With its fourth season, Gilligan has commenced the transition of McGill into Goodman, not quite Anakin Skywalker becoming Darth Vader, but certainly the creation of a vessel for the dark arts that will, in Breaking Bad, provide Odenkirk with a breakout character as the strip mall lawyer with a line in sharp patter and equally sharp thinking. Running through the season has been Jimmy’s inability to process his brother’s death at the end of Season 3, his slowly decaying relationship with fellow lawyer Kim Wexler (Rhea Seehorn), an ever-increasingly number of hints as to the source of Fring’s fractious - and, ultimately, fatal - relationship with the Salamancas. Meanwhile, Ehrmantraut has been tasked by Fring with overseeing work on creating the super meth lab that will figure in Breaking Bad, another scintilating nod ahead to the mother series (and, to be a bit of a nerd, another unintended Star Wars parallel, like seeing the Death Star under construction in Revenge Of The Sith...).

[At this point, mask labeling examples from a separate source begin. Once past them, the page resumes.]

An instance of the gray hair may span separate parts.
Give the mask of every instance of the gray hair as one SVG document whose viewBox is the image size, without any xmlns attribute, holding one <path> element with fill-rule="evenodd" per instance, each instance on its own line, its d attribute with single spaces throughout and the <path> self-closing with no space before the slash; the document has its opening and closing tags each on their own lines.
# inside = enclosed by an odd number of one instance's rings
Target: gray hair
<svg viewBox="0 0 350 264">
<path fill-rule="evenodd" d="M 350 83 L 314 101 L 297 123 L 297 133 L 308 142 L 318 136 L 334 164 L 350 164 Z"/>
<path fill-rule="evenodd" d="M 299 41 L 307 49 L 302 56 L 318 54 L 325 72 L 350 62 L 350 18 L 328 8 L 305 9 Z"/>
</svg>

These are just a few nuggets from Better Call Saul’s fourth season, one which ends - no spoilers here - with Jimmy telling Kim that everything will be fine - "It's all good, man". Genius. Just as Gilligan pulled off so brilliantly with Breaking Bad, time in this universe runs slowly. Both Breaking Bad and Better Call Saul progress cleverly, at a subtle pace that reveals less than you realise and more than you know at the same time. Some might find this drip-feed of detail frustrating, agonising, even. But it is no less compelling. In the best traditions of soap opera, the need to find out what happens next is infuriating, but deliciously created in the process. Looking back over these last nine episodes of Better Call Saul the reveals have been peeled away like the skin of an onion. It is writing of an exquisite hue, television of an astonishing quality. If you've watched Breaking Bad you know how many of the Better Call Saul characters end up or, at least, how they come about. Even Jimmy's ill-fated brother Chuck and girlfriend Kim are vital ingredients to the slippery fish Saul Goodman seems fully-formed when he comes into contact with Walter and Jesse in original show. Better Call Saul even includes flash-forwards to Jimmy/Saul, post-Albuquerque, trying to maintain life, soul and anonymity in a Nebraska shopping mall where, as 'Gene Takovic' he runs a Cinnabon franchise.

Regardless of the subplots and parallel story strands of each episode, the focus always returns to McGill, and his transformation into Goodman. Such is the genius of Gilligan’s characterisation and Odenkirk’s performance of him, that it will always be difficult to be sympathetic to him. His vulnerabilities, stupidity and, occasionally, good nature are all on show. He is hero and anti-hero, protagonist and antagonist, morally as lacking as most, if not all other principle characters in the show, who are all in some way working to succeed behind the lines of criminality. As we wait eagerly for the next season - there's no clue as to whether a fifth will be the last, even though that would match Breaking Bad's perfect season structure - we know that there is a finite nature to all of Better Call Saul's characters, and yet we crave them. We want more of Ehrmantraut's survivalism, of Fring's utterly cold criminality, even the desert blandness of Albuquerque and the sand-washed normality of the American West that provides such a flattened canvas for the drug crime on which both Better Call Saul and Breaking Bad pivot. And, weirdly, we want Jimmy to succeed, just as we did Walter White. There is no morality tale here: White may have had somewhat best intentions to monetising his chemistry expertise, but he had, as soon as he decided to take that path, crossed over to the dark side. McGill was probably already there. Now we wait to see how far he goes there. Season 5 cannot come soon enough. It’s all good, man.